Unanswered questions about Prof Ken Walibora’s death
Prof Ken Walibora Waliaula. Photo/PD/JOHN OCHIENG

Prof Ken Walibora was a literary giant, a consummate interrogator of society as depicted in his seminal works, an engaged public intellectual, journalist and a gentleman. 

The scholar, who died through what police claim to be a road accident, dedicated his intellectual effort towards the promotion and development of Kiswahili.

The words of Prof Nina Berman, his doctoral teacher at Ohio State university are particularly profound.

 “Kennedy Waliaula, was gentle and soft-spoken, but also firm in his convictions and passionate about the things he cared about, such as raising the status of Kiswahili in Kenya and advocating for free speech,” she wrote in a tribute.

But there have been mixed signals on circumstances surrounding his death. Initial police reports indicated that Walibora was hit by bus as he crossed a road in the city. 

Government pathologist Johansen Odour has said they have reason to suspect the injury on the scholar’s right arm was sustained before the accident.

He said the journalist had a wound cut caused by a sharp knife between his thumb and the index finger which is not consistent with car accidents.

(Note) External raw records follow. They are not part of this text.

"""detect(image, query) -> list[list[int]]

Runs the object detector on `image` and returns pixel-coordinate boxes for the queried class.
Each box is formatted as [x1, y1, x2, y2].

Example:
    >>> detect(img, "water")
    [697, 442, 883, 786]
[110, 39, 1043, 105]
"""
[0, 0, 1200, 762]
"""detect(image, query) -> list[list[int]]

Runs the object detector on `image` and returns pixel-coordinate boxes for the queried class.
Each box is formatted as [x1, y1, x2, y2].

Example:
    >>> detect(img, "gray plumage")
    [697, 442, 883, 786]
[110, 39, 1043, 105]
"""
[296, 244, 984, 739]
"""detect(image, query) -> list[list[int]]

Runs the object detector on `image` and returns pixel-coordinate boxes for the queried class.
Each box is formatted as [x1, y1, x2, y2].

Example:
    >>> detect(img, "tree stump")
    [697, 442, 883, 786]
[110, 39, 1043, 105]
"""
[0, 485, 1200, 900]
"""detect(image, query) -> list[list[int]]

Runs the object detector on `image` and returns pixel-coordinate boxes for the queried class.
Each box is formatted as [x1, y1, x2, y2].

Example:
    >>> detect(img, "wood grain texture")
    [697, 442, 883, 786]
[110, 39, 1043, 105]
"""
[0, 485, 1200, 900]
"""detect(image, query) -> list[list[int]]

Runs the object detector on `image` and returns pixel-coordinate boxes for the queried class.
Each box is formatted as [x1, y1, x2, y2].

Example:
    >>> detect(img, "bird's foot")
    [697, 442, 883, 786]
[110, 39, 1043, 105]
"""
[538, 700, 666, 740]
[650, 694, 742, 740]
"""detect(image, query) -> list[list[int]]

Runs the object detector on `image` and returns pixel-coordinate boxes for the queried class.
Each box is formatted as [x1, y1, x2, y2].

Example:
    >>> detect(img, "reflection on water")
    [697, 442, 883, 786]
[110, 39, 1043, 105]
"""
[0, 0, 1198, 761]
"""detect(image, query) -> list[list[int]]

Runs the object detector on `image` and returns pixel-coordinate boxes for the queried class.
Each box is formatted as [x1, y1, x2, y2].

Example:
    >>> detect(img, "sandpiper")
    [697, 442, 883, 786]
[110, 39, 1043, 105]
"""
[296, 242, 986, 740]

Police have indicated that they are probing the death. 

We think this will be an opportunity to answer key questions on the death: Who were the two men captured on CCTV pursuing Walibora as he crosses the road?

Why did it take so long to trace his car despite the fact that police have the Automatic Number Plate Recognition Control System?

Why has it taken the police inordinately long to trace his phone claimed to be in the hands of his attackers? Was he treated at the Kenyatta National Hospital where he was taken after the accident?

There are disturbing reports that the scholar lay at the emergency unit for days unattended.

But even then, the fact that a person of Walibora’s stature could lie unattended, unnoticed for days in a public hospital in critical condition, speaks volumes about the attitude of some of our health professionals.

We are reminded of the patient who dies in Magayu Magayu’s short story; Do You Know Anybody? because of neglect by medics due to his lack of “connections.”

It also speaks to our collective moral decay, a subject that Walibora relentlessly articulated in his works.

The truth around his death will be a befitting elegy for the Kiswahili legend. Rest in peace Mwalimu.